このように見ていくと、6つのいかるがは、時に洪水を起こす”怒り水”の地であるとともに、重要な交通の要でもあるので、古代から、豪族が奪い合うような土地だったろう。また、加古川、由良川、揖保川、大和川、天の川は、大陸の人や文化を運ぶ道でもあったので、これらの河川沿いに渡来人が住み着いた可能性もある。
いずれにしろ、ヤマト王権にすれば、河川の管理も含めて、しっかりと治める必要がある場所だった。
さらに、この6つの”いかるが”の地域をもう少し探っていくと、物部氏との関連が深いことがわかる。
交野のいかるがの磐船神社に降臨したニギハヤヒは、物部氏の祖神とされている。
古代から磐船神社の祭祀は、肩野物部氏(もののべし)によって行なわれていた。この一族は現在の交野市及び枚方市一帯を開発経営しており、交野市森で発見された「森古墳群」の3世紀末~4世紀の前方後円墳群はこの一族の墳墓と考えられている。またニギハヤヒの六世の孫で崇神朝における重臣であった伊香色雄命(いかがしこおのみこと)の住居が現在の枚方市伊加賀町あたりにあったと伝承されている。

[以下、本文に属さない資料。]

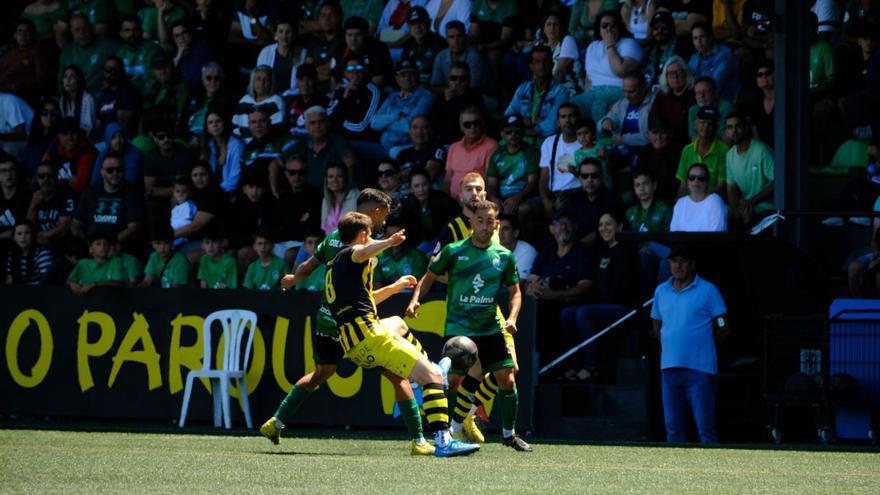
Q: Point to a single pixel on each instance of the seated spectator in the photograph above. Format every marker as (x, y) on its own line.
(340, 196)
(706, 94)
(424, 154)
(628, 118)
(540, 118)
(266, 271)
(712, 59)
(471, 154)
(116, 141)
(51, 208)
(749, 172)
(458, 51)
(88, 51)
(701, 210)
(217, 269)
(394, 116)
(613, 294)
(523, 252)
(423, 44)
(400, 260)
(166, 162)
(706, 149)
(113, 206)
(591, 201)
(165, 267)
(260, 96)
(118, 100)
(72, 155)
(607, 60)
(300, 206)
(283, 56)
(99, 269)
(512, 174)
(224, 151)
(16, 118)
(675, 98)
(27, 263)
(457, 96)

そして、ここから生駒の地を越えて真南に17kmほどのところ、聖徳太子が法隆寺を築いた斑鳩の地は、蘇我氏に物部守屋が滅ぼされた後、聖徳太子が移り住んだとされるが、もともとは、物部氏の拠点だった。
また、京都の綾部のいかるがには物部町があるが、ここは古代から物部郷であり、須波伎部神社が鎮座する。スハキとは、古代に掃部と称された農民で、 物部氏の部民として、清掃具や設営具などを納めていた者達と考えられている。
この神社の東方の丘陵地には知坂(7基)・多和田(5基)・石塚(38基)の古墳群がある。また上市の岫山(くきやま)一号墳は前方後円墳(47.4m)、三号墳(前方後円墳・35m)でほぼ完形であり、ヤマト王権とのつながりが確認できる。

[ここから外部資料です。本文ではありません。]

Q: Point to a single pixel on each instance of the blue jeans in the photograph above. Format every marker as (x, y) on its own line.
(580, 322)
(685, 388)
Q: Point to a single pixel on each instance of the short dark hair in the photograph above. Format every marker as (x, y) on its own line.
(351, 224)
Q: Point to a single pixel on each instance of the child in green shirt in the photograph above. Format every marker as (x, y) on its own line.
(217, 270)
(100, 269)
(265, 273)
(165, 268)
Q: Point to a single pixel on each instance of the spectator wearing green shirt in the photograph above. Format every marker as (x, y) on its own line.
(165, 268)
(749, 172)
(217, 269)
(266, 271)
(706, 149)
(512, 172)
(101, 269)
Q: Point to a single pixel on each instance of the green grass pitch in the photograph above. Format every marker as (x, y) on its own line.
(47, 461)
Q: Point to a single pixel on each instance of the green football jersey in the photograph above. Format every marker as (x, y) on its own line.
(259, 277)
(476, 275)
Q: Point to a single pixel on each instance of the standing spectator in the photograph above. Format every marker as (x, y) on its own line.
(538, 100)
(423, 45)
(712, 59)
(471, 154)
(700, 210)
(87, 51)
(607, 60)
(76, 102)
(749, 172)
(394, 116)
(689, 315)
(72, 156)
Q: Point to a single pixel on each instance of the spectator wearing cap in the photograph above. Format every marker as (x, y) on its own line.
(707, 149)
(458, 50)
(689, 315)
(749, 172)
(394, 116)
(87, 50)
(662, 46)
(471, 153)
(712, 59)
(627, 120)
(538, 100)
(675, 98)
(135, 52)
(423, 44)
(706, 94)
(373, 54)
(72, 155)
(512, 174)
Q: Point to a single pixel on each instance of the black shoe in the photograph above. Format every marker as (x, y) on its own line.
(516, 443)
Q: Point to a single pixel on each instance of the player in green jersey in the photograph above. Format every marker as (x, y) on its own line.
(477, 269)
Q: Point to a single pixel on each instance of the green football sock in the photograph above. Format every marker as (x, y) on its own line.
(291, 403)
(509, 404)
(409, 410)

加古川の”いかるが”の場合、鶴林寺の西北4kmのところに仁徳天皇陵の石室などにも用いられた竜山石の産地があるが、この場所に、巨大な岩そのものを御神体とする生石神社があり、播磨風土記において、弓削大連(物部守屋)の造ったものと記されている。
四日市の”いかるが”においては、伊賀留我神社の北5kmのところを流れている員弁川は摂津の猪名部川沿いに住んでいた木工技術を持つ渡来系の人々が移住したところであり、その猪名部氏の祖が、物部氏の伊香我色男命ということになっている。
『日本書紀』巻第十の応神天皇紀では、武庫の水門に諸国から500船が集った時、新羅船の失火が引火したことが原因で多くの船が焼失してしまったため、それを申し訳なく思った新羅の国王が、償いの気持ちで優れた工匠を奉った。この人たちが猪名部川の流域に住んでいた。その後、雄略天皇の時に、猪名部の人たちは物部氏の管理下となり、木工技術をもって朝廷につかえることになったと説明されている。

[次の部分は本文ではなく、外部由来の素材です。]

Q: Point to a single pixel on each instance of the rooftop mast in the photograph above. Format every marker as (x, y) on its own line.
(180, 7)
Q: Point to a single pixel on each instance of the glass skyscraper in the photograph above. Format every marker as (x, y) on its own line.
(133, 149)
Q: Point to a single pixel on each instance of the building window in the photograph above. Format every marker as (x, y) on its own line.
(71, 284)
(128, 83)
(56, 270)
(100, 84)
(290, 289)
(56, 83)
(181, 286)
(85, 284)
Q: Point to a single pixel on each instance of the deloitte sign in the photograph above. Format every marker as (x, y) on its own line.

最後が、西播磨の”いかるが”であるが、太子町の西北5kmのところに名神大社で播磨三大社の一つ、粒坐天照神社(いいぼにますあまてらすじんじゃ)が鎮座し、その西北2kmほどのところに井関三神社が鎮座している。この二つの神社は、ともに祭神が、天火明命(あめのほあかりのみこと)である。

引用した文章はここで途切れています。